As mutation-specific therapies such as Ivacaftor become available, correct genotyping of CF patients will become increasingly important for targeted therapy. In this context, Kawoosa and colleagues [3] present an intriguing clinical and genetic (mutational) description of 18 cases of cystic fibrosis from the Indian state of Jammu and Kashmir. Remarkably within a high risk group of 100, almost a fifth of children were found to have CF based on sweat testing and mutation analysis. This relatively high proportion underscores the importance of awareness of CF in South Asian populations who were previously thought to have low prevalence of the condition.

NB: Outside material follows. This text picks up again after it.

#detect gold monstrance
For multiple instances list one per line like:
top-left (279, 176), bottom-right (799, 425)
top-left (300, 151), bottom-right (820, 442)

Although a limited number of mutations were looked at in the patients with suggestive sweat tests, most patients with CF were found to have either Phe508del or 3849+10kb C>T mutations. Both these mutations are associated with relatively severe phenotype, and patients presented with the classic symptoms of failure to thrive and pulmonary involvement (although the children with 3849+10kb C>Tt ended to have later onset of symptoms).

Difficulties mastered are opportunities won. Diagnosis of CF in developing countries is impeded by lack of awareness, poor healthcare access and financial constraints. While diagnosis of CF in South Asia must primarily rely on high diagnostic suspicion and availability of sweat electrolyte analysis, CFTR mutation analysis can also be complementary to an early diagnosis in these children. In addition, knowledge of the genotype provides an opportunity to benefit from genotype-specific treatment in the future.

Funding: None; Competing interest: None stated.

1. di Sant’Agnese PA, Darling RC, Perera GA, Shea E. Sweat electrolyte disturbances associated with childhood pancreatic disease. Am J Med. 1953;15:777-84.

2. Accurso FJ, Rowe SM, Clancy JP, Boyle MP, Dunitz JM, Durie PR,　 et al. Effect of VX-770 in persons with cystic fibrosis and the G551D-CFTR mutation. N Engl J Med. 2010;363:1991-2003.